1 year ago
#387110
Sandro Wiggers
Scrapy with Celery not running on Docker container
I code a Scrapy CrawlerProcess to run from script. It also uses Celery+RabbitMQ for controlling the urls to be scrapped.
The update.py
script sends the urls to RabbitMQ, and the Celery worker runs the Scrapy script.
When debugging on my IDE, it runs successfully. However, when I try to run inside a Docker container, the script doesn't run.
I have already double checked network
properties on docker-compose.yaml
and everything looks correct.
I've been working and debbuging this for days, without any different result.
update.py
...
for key in urls.keys():
site_name = key
links = urls[key]
logger.info(f'Insert into queue: {key} | {len(links)} records')
crawler_task.delay({'site_name': site_name, 'links': links})
...
app.py (Celery worker and setup)
import logging
import os
from billiard.context import Process
from celery import Celery
from scrapy import signals
from scrapy.crawler import Crawler
from scrapy.settings import Settings
from twisted.internet import reactor
from enums import sites
logger = logging.getLogger(__name__)
def get_broker():
rabbitmq_user = os.getenv('RABBITMQ_USER')

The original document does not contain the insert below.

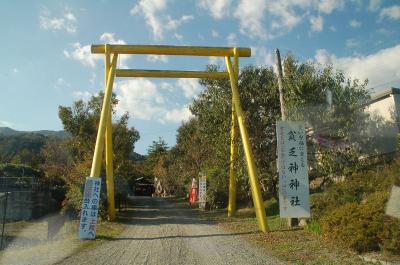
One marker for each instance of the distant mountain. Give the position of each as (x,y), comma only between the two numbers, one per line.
(138,157)
(6,131)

rabbitmq_password = os.getenv('RABBITMQ_PASSWORD')
rabbitmq_host = os.getenv('RABBITMQ_HOST')
rabbitmq_port = os.getenv('RABBITMQ_PORT')
return f'amqp://{rabbitmq_user}:{rabbitmq_password}@{rabbitmq_host}:{rabbitmq_port}'
app = Celery('app', broker=get_broker())
class CrawlerScript(Process):
def __init__(self, params):
Process.__init__(self)
settings = Settings()
os.environ['SCRAPY_SETTINGS_MODULE'] = 'crawler.settings'
settings_module_path = os.environ['SCRAPY_SETTINGS_MODULE']
settings.setmodule(settings_module_path)
links = params.get('links')
site_name = params.get('site_name')
site = sites.get(site_name)
if site:
self.spider = site.get('spider')
spider_settings = site.get('settings')
meta = site.get('meta')
if spider_settings:
settings.setdict(spider_settings)
self.spider.urls = [{'listing_id': link.get('listing_id'), 'link': link.get('link')} for link in links]
self.spider.meta = meta
self.crawler = Crawler(self.spider, settings)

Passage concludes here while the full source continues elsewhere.